ARTICLE
5 June 2026

Contracts That Require Good-Faith Negotiation Before Litigation: What You Need To Know

RL
Russo Law

Contributor

Russo Law LLC leverages unparalleled training and cloud-based technology to efficiently deliver sophisticated and cost-effective business lawyer counseling in New York and New Jersey.

Russo Law LLC negotiates and drafts complex business contracts, helps clients buy and sell businesses, and resolved business disputes among owners, directors, officers, executives, investors, and shareholders of businesses of all sizes across numerous industries.

Disputes are expensive. Litigation is more expensive. And in most commercial disputes, neither party is well-served by going straight to court or arbitration before making a genuine attempt to resolve the matter...
United States New Jersey Litigation, Mediation & Arbitration

Disputes are expensive. Litigation is more expensive. And in most commercial disputes, neither party is well-served by going straight to court or arbitration before making a genuine attempt to resolve the matter directly.

This is why more sophisticated commercial contracts now include pre-litigation negotiation clauses — provisions that require the parties to attempt good-faith resolution before any formal proceeding can be commenced. When drafted correctly, these clauses can save both parties significant time and money. When drafted poorly, they become a procedural trap or an empty formality that no one takes seriously.

What a Pre-Litigation Negotiation Clause Does

A pre-litigation negotiation clause creates a condition precedent to formal dispute resolution. Before either party can file a lawsuit, initiate an arbitration, or commence any other formal proceeding, they must first attempt to resolve the dispute through direct negotiation — typically requiring senior representatives of each party to meet in person or by video conference within a defined timeframe after one party sends a written notice of dispute.

The clause typically specifies: how a dispute is formally initiated (usually a written notice identifying the nature of the dispute and the relief sought), who must attend the negotiation (senior management, not just lawyers), how the meeting must occur (in person, by video conference, or both), the timeframe within which the meeting must happen, how long the negotiation period lasts before either party may escalate, and what escalation looks like (mediation, then arbitration, then litigation — or direct arbitration).

Why Specificity Matters

Courts in New York and New Jersey generally enforce pre-litigation negotiation clauses as conditions precedent to litigation or arbitration — but only when the clause is specific enough to be enforceable.
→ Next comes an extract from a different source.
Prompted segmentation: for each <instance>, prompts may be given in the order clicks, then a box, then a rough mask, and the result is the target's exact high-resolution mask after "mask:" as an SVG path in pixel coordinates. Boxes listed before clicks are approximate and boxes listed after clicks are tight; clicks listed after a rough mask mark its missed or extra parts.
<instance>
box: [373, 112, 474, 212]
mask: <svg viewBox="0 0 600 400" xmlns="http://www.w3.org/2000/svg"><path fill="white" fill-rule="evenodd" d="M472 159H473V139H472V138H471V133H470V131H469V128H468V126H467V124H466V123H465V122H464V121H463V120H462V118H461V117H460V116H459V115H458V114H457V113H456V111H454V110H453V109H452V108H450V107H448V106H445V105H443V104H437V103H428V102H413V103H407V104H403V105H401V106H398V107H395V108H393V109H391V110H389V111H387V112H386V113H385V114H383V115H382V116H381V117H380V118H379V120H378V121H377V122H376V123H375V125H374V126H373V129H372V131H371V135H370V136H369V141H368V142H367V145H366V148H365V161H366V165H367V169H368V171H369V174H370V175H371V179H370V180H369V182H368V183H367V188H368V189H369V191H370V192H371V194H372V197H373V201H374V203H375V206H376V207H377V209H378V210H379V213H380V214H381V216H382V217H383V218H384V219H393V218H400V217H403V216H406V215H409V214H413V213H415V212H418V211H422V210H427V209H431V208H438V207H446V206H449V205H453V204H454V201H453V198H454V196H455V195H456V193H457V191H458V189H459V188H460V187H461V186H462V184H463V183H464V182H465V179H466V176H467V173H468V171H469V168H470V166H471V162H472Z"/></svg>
A clause that simply requires the parties to “negotiate in good faith” without specifying who must negotiate, when, how, and for how long is difficult to enforce and easy to evade.

A well-drafted clause names the level of representative required (CEO, President, or equivalent — not a lawyer), specifies the format and timing of the meeting, establishes a cooling-off period before formal proceedings can commence, and is clear about what happens if one party refuses to participate.

Building In Penalties for Skipping

A negotiation requirement with no teeth is often ignored. The party that wants to move quickly to litigation or arbitration has every incentive to skip the negotiation step and force the other side to challenge the procedural defect — which takes time and money.

You can address this by building penalties directly into the clause. Options include: fee-shifting, making the party that skipped the required negotiation responsible for the other side’s attorneys’ fees in any motion to dismiss or stay the premature proceeding; mandatory stays, requiring the court or arbitrator to stay proceedings for a defined period while the negotiation obligation is satisfied; and adverse inference provisions, allowing the fact-finder to draw a negative inference from a party’s refusal to negotiate in good faith.

These consequences make the negotiation requirement meaningful rather than cosmetic — and they incentivize both parties to actually try to resolve the dispute before spending money on lawyers.

The Escalation Ladder

The most effective dispute resolution clauses build a tiered escalation process: direct negotiation first, then mediation if negotiation fails, then arbitration or litigation as the final step. Each tier should have defined timeframes so the process cannot be used to delay indefinitely. A party acting in bad faith — refusing to negotiate, refusing to engage with a mediator — should face the consequences built into the clause rather than being rewarded with delay.

The content of this article is intended to provide a general guide to the subject matter. Specialist advice should be sought about your specific circumstances.